Chico State's independent student newspaper

The Orion

Chico State's independent student newspaper

The Orion

Sitting on the grass on my phone

Where can you spend your free time on campus?
Nadia Hill
A graphic of the Patio with a tumbleweed and a cricket.

You’ve been staring at the clock all class and you hardly notice when the professor dismisses you. As you flow into the hallway and out the door with the rest of your peers, you realize you have 30 minutes between classes. 

It is not enough time to leave campus and not enough time to finish work. So, as the crowd of students moves toward the bridge, you just follow them because where else do you go to hang out on campus? 

Chico State doesn’t have many places where students can build communities, and if the campus were to give more freedom to the students, more organic hang-out places would appear.

A third place is a space in a community for people to be at that is neither work nor home. Third places are used as social hubs and are a way for networking, community building and strengthening traffic to fill the area. 

Sociologist, Ray Oldenburg, coined the term in the ‘80s. He emphasized the importance of physical places, as face-to-face interactions deepen interpersonal relationships in a community. 

On the Chico State campus, where are the third places for students – not to study or eat alone – but to simply meet people and build community?

If you like gaming, The Hub is an excellent place to spend some time. There are two big screens, one hooked up to game consoles and one playing TV and movies on a loop. 

The Meriam Library, even without all functioning floors, is a space for students to focus on their studies. While many study groups use this space to connect, in context to third places, schoolwork is akin to work. Community building can happen, but the primary focus usually is completing assignments. 

And just in time for Fall and Winter, the Patio in front of the Wildcat Recreation Center just opened. This is underutilized so far. 

“Once in a while, there will be a couple of people out there,” A WREC employee said when asked if students use the new Patio.

“It’s not functional for students. It’s not logical,” said another employee.

The administration is out of touch with the students and what kind of spaces they would actually like to use. The Hub and sitting outside on the ground are some of the only spaces for students to relax on campus. 

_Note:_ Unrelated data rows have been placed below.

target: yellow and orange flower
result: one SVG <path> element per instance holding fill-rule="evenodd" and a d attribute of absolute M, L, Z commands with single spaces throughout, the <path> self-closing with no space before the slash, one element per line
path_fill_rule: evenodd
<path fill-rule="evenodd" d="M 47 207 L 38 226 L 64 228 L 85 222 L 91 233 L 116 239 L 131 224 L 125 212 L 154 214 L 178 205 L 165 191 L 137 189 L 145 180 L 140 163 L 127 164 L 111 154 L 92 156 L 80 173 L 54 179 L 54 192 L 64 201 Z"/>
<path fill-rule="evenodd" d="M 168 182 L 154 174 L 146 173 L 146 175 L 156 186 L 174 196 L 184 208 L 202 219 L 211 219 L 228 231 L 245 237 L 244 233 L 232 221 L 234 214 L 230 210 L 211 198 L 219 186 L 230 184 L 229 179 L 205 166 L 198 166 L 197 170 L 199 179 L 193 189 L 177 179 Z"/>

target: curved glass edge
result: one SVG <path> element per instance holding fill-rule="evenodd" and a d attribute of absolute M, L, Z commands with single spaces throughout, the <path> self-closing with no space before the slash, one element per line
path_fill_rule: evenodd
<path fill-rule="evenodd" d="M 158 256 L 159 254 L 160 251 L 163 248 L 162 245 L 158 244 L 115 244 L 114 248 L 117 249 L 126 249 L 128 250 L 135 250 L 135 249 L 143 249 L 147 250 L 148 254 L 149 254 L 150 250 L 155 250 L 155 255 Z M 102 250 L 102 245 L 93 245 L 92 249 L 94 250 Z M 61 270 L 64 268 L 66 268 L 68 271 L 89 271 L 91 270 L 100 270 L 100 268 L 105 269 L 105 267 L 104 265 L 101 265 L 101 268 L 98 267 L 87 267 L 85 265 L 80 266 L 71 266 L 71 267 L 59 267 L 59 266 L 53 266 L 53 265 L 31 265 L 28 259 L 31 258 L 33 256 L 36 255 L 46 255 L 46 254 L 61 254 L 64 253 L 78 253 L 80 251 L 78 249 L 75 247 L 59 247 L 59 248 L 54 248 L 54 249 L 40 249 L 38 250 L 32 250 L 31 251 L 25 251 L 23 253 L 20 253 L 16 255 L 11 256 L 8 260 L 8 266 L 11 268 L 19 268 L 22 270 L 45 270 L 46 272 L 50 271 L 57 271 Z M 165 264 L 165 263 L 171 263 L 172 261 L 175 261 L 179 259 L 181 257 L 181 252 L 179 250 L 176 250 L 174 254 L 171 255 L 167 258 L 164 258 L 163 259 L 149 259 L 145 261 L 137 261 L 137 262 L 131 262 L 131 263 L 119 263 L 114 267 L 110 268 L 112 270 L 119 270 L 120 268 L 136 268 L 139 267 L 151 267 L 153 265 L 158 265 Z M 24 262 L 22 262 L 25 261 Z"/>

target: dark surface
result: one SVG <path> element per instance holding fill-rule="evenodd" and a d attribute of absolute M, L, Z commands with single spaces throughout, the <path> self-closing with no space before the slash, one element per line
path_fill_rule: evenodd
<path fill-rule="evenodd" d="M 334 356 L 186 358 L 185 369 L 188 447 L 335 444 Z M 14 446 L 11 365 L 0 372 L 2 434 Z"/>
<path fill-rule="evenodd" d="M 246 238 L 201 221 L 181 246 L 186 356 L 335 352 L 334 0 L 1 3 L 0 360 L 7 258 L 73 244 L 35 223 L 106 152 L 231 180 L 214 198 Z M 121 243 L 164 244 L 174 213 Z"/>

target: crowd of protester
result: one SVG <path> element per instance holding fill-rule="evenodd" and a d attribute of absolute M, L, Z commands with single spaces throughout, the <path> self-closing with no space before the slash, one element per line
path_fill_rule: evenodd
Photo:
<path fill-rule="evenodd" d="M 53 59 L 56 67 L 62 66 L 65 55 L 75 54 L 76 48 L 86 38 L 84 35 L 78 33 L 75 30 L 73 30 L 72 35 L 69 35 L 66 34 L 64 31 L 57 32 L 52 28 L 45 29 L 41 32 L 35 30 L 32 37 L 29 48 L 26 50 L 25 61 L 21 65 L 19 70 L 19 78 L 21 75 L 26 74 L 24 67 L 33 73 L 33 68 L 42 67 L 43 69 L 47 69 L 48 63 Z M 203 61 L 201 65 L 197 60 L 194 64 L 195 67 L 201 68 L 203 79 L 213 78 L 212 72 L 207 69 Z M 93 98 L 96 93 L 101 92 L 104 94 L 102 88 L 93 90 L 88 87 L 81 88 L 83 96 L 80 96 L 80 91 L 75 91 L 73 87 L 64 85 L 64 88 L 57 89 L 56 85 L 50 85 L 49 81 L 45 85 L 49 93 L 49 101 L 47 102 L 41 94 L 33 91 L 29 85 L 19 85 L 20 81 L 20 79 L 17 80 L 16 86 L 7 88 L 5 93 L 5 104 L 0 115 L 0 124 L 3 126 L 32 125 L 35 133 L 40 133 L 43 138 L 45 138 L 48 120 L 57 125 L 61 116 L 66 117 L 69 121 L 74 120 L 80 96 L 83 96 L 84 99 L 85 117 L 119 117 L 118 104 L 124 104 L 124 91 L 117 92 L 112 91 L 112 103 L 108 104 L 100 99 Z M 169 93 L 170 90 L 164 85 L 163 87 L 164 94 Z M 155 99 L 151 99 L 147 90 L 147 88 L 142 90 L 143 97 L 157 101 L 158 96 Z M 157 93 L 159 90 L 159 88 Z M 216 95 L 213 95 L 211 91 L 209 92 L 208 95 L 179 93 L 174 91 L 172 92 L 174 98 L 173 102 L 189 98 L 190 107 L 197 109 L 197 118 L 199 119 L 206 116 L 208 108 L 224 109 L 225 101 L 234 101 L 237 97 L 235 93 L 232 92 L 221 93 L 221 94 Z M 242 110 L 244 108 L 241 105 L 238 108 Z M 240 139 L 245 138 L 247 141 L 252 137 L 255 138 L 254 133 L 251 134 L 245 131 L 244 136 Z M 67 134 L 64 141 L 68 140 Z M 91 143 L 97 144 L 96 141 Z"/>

Creative placemaking is the use of arts and culture to shape the general vibe with low-barrier accessibility to allow everyone in a community to be involved.

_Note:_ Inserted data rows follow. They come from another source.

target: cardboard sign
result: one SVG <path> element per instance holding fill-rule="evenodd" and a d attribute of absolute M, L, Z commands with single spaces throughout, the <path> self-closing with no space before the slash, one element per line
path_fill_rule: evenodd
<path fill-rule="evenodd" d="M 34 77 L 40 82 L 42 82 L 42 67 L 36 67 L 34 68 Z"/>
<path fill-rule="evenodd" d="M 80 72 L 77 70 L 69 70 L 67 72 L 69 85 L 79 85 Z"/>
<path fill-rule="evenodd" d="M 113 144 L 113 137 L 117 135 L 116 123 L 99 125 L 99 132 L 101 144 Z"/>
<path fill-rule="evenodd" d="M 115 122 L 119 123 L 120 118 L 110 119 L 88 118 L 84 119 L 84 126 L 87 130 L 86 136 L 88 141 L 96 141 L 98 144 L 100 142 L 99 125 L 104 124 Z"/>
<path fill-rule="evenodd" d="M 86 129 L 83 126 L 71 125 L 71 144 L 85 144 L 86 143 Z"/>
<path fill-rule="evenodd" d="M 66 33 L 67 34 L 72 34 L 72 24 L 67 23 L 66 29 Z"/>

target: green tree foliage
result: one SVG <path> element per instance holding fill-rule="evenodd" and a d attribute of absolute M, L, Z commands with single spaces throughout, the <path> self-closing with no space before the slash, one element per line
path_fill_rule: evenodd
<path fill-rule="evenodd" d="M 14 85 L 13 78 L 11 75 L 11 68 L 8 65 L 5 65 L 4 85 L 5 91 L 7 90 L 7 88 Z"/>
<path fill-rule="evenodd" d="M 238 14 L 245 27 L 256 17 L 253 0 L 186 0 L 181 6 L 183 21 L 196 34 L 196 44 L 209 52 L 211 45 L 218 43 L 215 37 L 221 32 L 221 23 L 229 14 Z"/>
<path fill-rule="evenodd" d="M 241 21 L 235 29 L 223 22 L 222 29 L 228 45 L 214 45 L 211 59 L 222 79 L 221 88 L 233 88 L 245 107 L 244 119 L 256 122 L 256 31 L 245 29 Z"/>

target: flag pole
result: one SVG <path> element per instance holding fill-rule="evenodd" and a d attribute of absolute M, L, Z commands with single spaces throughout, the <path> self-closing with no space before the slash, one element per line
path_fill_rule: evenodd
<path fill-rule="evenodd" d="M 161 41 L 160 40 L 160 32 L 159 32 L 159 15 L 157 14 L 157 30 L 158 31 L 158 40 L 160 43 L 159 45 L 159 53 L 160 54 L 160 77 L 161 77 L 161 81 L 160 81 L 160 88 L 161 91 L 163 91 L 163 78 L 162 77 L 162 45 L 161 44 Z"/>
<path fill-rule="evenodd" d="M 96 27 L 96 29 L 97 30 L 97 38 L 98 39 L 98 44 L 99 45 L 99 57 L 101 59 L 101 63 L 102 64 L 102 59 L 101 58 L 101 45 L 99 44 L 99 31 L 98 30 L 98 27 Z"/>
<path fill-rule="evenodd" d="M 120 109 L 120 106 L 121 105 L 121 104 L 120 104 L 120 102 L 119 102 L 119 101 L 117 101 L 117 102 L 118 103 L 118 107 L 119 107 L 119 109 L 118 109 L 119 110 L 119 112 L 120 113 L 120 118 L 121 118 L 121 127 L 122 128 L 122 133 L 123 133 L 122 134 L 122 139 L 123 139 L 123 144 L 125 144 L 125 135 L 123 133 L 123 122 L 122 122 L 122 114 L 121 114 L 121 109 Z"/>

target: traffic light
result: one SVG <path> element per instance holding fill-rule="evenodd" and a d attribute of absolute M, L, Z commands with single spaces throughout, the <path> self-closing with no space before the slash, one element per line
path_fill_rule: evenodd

Projects can range anywhere from hundreds of millions of dollars for a sky bridge across New York City, to a chair being placed on the sidewalk so people can just take a break on their walk. Each successful placemaking project gives the power to the public to further use and build memories within that space.

Placemaking on campus can look like musicians singing around the campfire on a certain night, hanging hammocks from any of the strong trees, or even just more art that people can take selfies with. The goal is to pique people’s interest until the public builds a connection 

Third spaces allow students to engage with each other and their environments. However, the low-barrier approach that creative placemaking values leaves people anxious about whether they can use a public place without explicit permission. People won’t enjoy themselves if they don’t know if they are welcome there.

Removing the stigma of using public spaces without explicit permission will likely lead to more people enjoying places on campus together rather than sitting on a bench on their phones alone.

Opportunities for live music, more public art and lower barriers to use spaces will help build community and interpersonal connections on the Chico State campus. Allow the students to create their own third spaces they will use.